A LONG-AWAITED bridge was officially opened today in the Granite City after running £3million over budget and six months late.
The Third Don Crossing, which cost £22.3million to build and links the Bridge of Don area with Tillydrone, is hoped to ease traffic congestion along major routes in Aberdeen.
City Lord Provost George Adam was the first person to be driven over the bridge before the road was opened to the public.
The councillor was flanked by children from local primary schools, who helped him cut the ribbon on the new structure which crosses over the River Don.
The crossing will be officially named Diamond Bridge in a ceremony expected to take place later this year.
Problems with the bridge design and the tragic death of construction worker, Ian Walker, of Dundee, earlier this year delayed the opening.
Aberdeen City Council leader Jenny Laing attended the event yesterday and described it as a “monumental” occasion.
She said: “We believe that the bridge will fundamentally transform travel in and around the city but it certainly has been a challenging project.
“For the council the regeneration of the city is very important to us and we’re probably rolling out the most ambitious regeneration programme that the city has ever seen.
“The bridge construction is one point of that jigsaw and we hope it will go on and transform the lives of the people who live as work in the city and indeed encourage investment.”
She said the scheme was the largest bridge project the city had seen for 30 years.

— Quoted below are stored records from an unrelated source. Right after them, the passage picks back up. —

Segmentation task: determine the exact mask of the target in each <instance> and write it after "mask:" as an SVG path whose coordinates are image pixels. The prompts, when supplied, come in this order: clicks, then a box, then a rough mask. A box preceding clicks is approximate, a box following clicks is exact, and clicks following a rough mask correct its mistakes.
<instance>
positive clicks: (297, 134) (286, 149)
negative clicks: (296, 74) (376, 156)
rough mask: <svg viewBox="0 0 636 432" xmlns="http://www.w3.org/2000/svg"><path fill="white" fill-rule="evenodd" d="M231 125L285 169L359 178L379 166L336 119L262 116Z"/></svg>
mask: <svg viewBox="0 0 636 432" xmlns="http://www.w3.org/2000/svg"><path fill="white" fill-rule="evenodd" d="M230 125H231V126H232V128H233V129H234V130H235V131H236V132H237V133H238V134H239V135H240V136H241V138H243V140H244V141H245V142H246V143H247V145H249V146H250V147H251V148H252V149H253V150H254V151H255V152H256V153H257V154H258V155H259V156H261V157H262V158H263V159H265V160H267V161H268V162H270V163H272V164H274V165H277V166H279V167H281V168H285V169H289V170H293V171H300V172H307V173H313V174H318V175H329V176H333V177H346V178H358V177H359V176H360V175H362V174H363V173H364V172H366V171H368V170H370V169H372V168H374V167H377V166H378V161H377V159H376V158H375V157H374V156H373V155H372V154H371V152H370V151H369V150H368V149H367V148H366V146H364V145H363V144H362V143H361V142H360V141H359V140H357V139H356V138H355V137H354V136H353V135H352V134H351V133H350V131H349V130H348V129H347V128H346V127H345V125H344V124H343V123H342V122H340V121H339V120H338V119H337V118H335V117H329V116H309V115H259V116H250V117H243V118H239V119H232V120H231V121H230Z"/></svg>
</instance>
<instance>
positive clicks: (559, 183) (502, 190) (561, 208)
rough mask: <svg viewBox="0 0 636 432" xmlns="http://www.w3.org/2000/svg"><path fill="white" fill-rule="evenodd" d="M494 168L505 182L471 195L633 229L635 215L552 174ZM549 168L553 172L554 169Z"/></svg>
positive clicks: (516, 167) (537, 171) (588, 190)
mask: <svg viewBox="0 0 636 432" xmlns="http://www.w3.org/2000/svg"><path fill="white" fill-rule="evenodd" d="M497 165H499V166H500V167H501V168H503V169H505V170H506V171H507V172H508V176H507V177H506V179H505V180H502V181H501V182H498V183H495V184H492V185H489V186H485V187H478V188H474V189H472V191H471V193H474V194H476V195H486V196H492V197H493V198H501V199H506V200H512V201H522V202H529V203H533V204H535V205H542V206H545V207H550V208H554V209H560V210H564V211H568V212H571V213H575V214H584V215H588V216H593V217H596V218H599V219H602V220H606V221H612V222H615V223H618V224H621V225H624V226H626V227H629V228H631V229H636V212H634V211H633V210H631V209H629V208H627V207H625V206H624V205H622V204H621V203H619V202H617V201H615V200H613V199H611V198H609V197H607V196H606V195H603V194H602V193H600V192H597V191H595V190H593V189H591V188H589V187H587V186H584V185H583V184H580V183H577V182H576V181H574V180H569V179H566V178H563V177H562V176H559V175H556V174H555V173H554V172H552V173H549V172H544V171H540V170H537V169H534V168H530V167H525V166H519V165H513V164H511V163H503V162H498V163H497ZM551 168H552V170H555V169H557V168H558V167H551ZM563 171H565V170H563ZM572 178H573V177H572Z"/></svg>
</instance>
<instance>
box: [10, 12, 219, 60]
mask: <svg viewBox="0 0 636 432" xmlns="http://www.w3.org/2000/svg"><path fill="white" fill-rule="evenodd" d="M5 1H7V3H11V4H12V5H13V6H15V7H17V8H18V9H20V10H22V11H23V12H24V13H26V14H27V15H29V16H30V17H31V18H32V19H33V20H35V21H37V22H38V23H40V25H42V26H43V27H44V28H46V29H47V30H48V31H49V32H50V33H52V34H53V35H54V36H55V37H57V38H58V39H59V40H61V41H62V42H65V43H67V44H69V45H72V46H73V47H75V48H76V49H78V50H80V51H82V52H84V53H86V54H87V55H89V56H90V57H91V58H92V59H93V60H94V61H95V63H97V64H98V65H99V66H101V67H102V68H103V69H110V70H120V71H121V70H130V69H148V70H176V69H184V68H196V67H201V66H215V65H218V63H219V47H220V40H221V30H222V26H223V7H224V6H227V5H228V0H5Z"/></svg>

She added: “However, this project hasn’t been without tragedy and I think it’s only right and proper that we recognise and pay tribute to Ian Walker who lost his life during the construction of the bridge.
“I would like to extend on my behalf, and on behalf of the council and the city of Aberdeen our deepest sympathies to his family, friends and colleagues.
“His passing is deeply tragic and I think it puts sharply into perspective some of the other issues that have emerged during the construction of the bridge.”
The Third Don Crossing was initially expected to open in December 2015 but was hit by delays due to construction problems.
Bearings at each end of the Third Don Crossing were believed to have caused issues with concrete on the structure turning up.
At the time the city council described a feature of the bridge to be “operating contrary to the design”.
The 90 metre long bridge was designed by AECOM and the plans checked by engineering firm Jacobs.
Weather and the rerouting of underground utilities also caused issues and Ian Walker then died while on site on 13 January.
George Hood, Managing Director of Balfour Beatty for the north of Scotland, who was also at the opening, said: “The bridge will play a significant role in improving traffic congestion and will help people get in and around the city much more easily and much quicker than before.
“Unfortunately the black cloud that hangs over us was the tragic accident that cost the life of Ian Walker.
“Ian was a loyal Balfour Beatty employee for more than 50 years and he was a decent family man.
“He will be honoured because a footpath crossing the north side of the bridge and the cycle path will be named Walker Way and there will be a plaque in memory of Ian’s efforts building this bridge.”